DNV’s core philosophy is that technology development and knowledge sharing increase innovation and safety. So when the industry is facing challenges, the best way of solving these is for industry players to join forces through Joint Industry Projects (JIPs). Together we in this way develop the world’s best practices and standards.
“Both the growing demand for energy and the fact that the time for easy oil is over create a continuous need for the development of new and the revision of existing standards. DNV’s philosophy is that by combining our own development resources with those of the industry, we can all achieve so much more,” emphasizes Kim Mørk, DNV Energy’s new technical director.
He continues: “That is also why every year DNV kicks off a vast number of Joint Industry Projects (JIPs) within the energy industry, thus encouraging cooperation and development between the players and authorities. Their faith in DNV’s independence is why the energy stakeholders agree to and ask us to run such cooperative projects. Here, our role is often to develop new technologies, benchmark and qualify new approaches and to share best engineering practise from our vast knowledge base. The main driver is to balance the needs of all the stakeholders.”
In 2008, DNV facilitated 41 such joint industry ventures and the aim is to have at least the same high level this year. Some projects find solutions to specific technical challenges in the energy industry, while others aim to develop new unified global standards and recommended practices. Some great examples are projects that will provide common methodologies for the whole carbon capture, transport and storage value chain.

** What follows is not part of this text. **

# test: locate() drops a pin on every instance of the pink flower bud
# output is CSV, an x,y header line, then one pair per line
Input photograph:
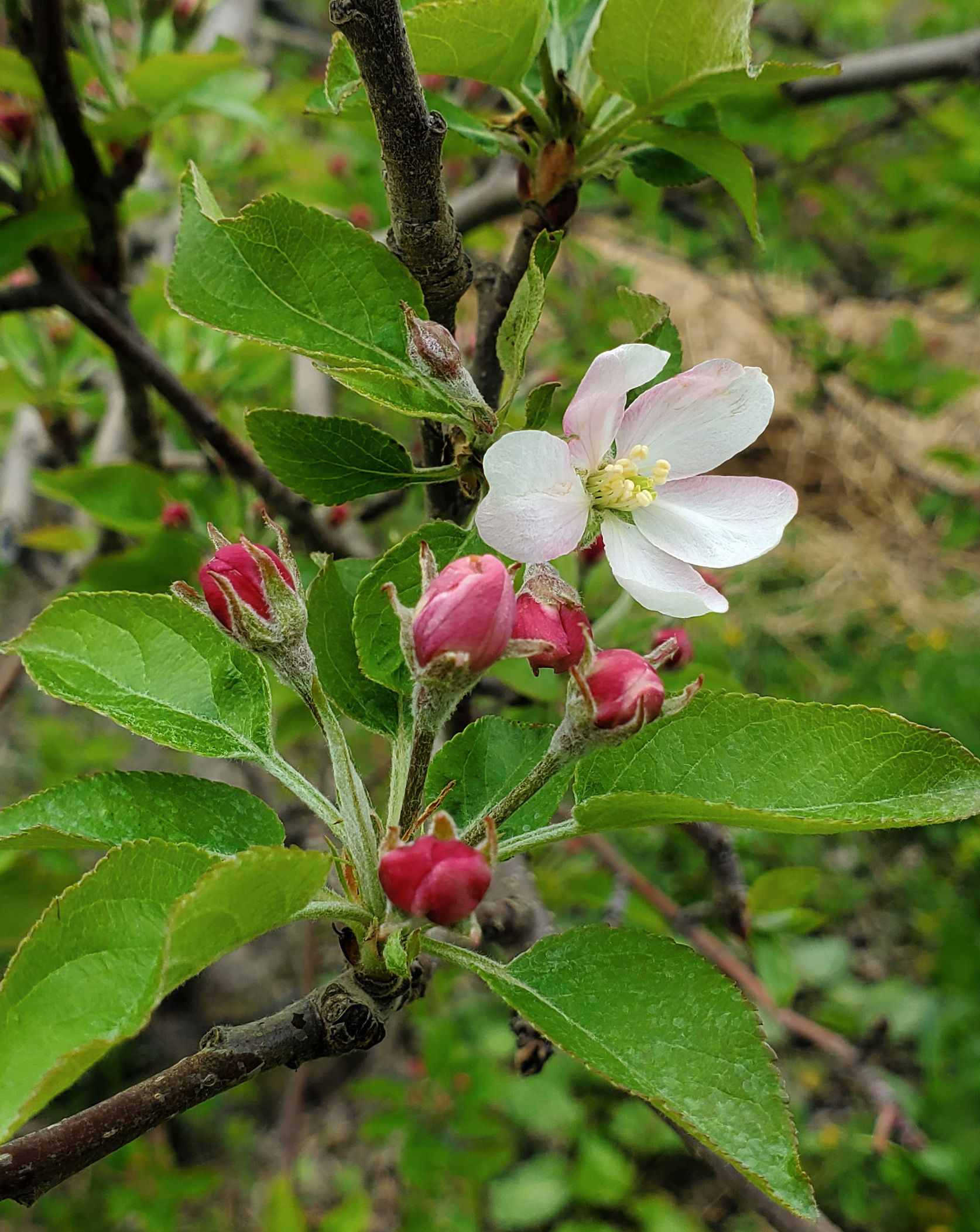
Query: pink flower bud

30th year of setting standards
DNV issued the first principles for offshore drilling platforms as far back as in 1970 and has issued a large number of new and revised codes since then. An example is DNV’s pipeline standard, which has been recognised to such an extent that about 70 percent of all offshore pipelines are designed, constructed and installed to meet its requirements.
2008 was a record year when it came to launching standards for the energy industry. DNV launched a 49 new or updated standards and recommended practices. All the major players from around the globe have been involved in developing several of these.
Increase the level of innovation
Kim Mørk emphasises that even though the world is facing difficult financial times, the challenges and risks still prevail.
“It is therefore highly important that DNV, together with the industry, continues to focus on technology development. We are ensuring that the concepts and methods are flexible, and we facilitate novel solutions to old problems by developing standards and best practices. These reflect modern design philosophy and support all stages of the decision making for the benefit of the energy industry,” concludes Kim Mørk.